Le populisme en Europe centrale et orientale
de Roman Krakovsky

critiqué par Colen8, le 10 janvier 2020
( - 82 ans)


La note:  étoiles
Une longue histoire
Le rejet des modèles de démocratie parlementaire libérale prévalant dans les pays de l’Ouest européen par ceux d’Europe centrale et orientale s’était déjà exprimé avant les désastreux traités de 1919-1920 qui n’auront servi qu’à l’amplifier. Les raisons que détaille très justement Roman Krakovsky tiennent à des différences dont il faut avoir conscience pour comprendre le fossé creusé de nos jours au sein des membres de l’UE sur les missions et le devenir de celle-ci. Un écart de développement politique, économique et culturel préexistant au premier conflit mondial s’est fortement aggravé entre vainqueurs et vaincus :
- Le droit des peuples à disposer d’eux-mêmes a été allègrement bafoué pour prévenir toute velléité d’émergence d’une puissance centrale concurrente des vainqueurs, créant des états hétérogènes découpés selon des frontières arbitraires après la dissolution des empires multiethniques et multiconfessionnels du début du siècle, allemand, ottoman, austro-hongrois et la révolution bolchevique en Russie.
- Les indemnités colossales exigées des vaincus a entravé leur développement industriel déjà très en retard, a affaibli de courtes tentatives de démocratie, a ouvert la voie à des dictatures républicaines et monarchiques prônant la pureté de la race à travers un nationalisme exacerbé, enclin aux discriminations envers les minorités, favorable à l’eugénisme et l’antisémitisme jusqu’à l’arrivée d’Hitler au pouvoir en 1933.

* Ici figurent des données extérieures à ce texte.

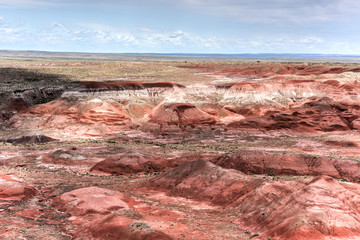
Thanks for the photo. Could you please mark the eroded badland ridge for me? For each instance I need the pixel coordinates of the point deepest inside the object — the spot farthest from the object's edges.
(179, 150)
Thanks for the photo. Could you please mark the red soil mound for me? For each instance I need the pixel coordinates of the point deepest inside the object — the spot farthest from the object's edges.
(303, 209)
(74, 117)
(120, 86)
(297, 209)
(349, 170)
(11, 189)
(129, 163)
(181, 115)
(32, 139)
(315, 115)
(64, 157)
(91, 200)
(115, 227)
(257, 162)
(203, 180)
(93, 111)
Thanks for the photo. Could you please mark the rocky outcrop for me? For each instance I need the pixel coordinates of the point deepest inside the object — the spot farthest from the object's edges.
(256, 162)
(317, 208)
(182, 115)
(14, 190)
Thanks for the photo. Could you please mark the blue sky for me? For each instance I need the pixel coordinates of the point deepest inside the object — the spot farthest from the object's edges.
(182, 26)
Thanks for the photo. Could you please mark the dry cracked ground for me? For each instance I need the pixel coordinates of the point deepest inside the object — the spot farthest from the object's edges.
(179, 150)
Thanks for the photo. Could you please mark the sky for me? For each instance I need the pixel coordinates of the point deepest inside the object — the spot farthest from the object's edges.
(181, 26)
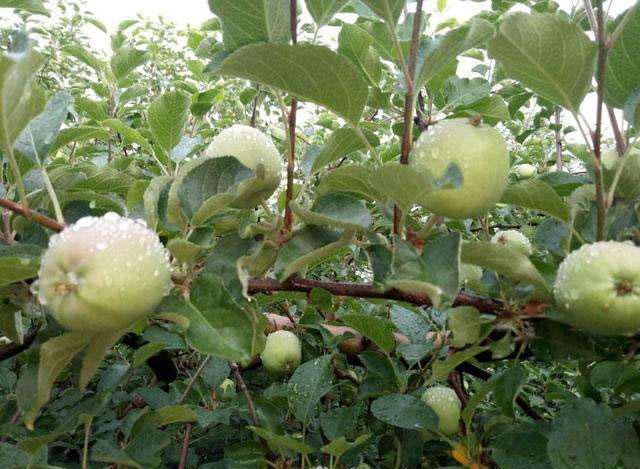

Après 1945 il faut se souvenir des millions et des millions de déplacés d’Europe centrale et orientale devant ramener des groupes ethnolinguistiques homogènes au sein de leurs frontières nationales. En même temps une réaction de gauche qui les a fait basculer légalement ou non dans le camp communiste jusqu’à la chute du mur de Berlin en 1989 les a maintenus sous des régimes totalitaires violemment répressifs. Ce fut une erreur de penser qu’ensuite la démocratie s’y imposerait d’elle-même car à la fois les menaces identitaires perçues avec ou sans fondement et le retard pris dans la modernisation ont assez vite ramené au pouvoir des gouvernements définissant leurs démocraties comme « illibérales » teintées de dérive autoritaire. Il y a là une leçon à méditer.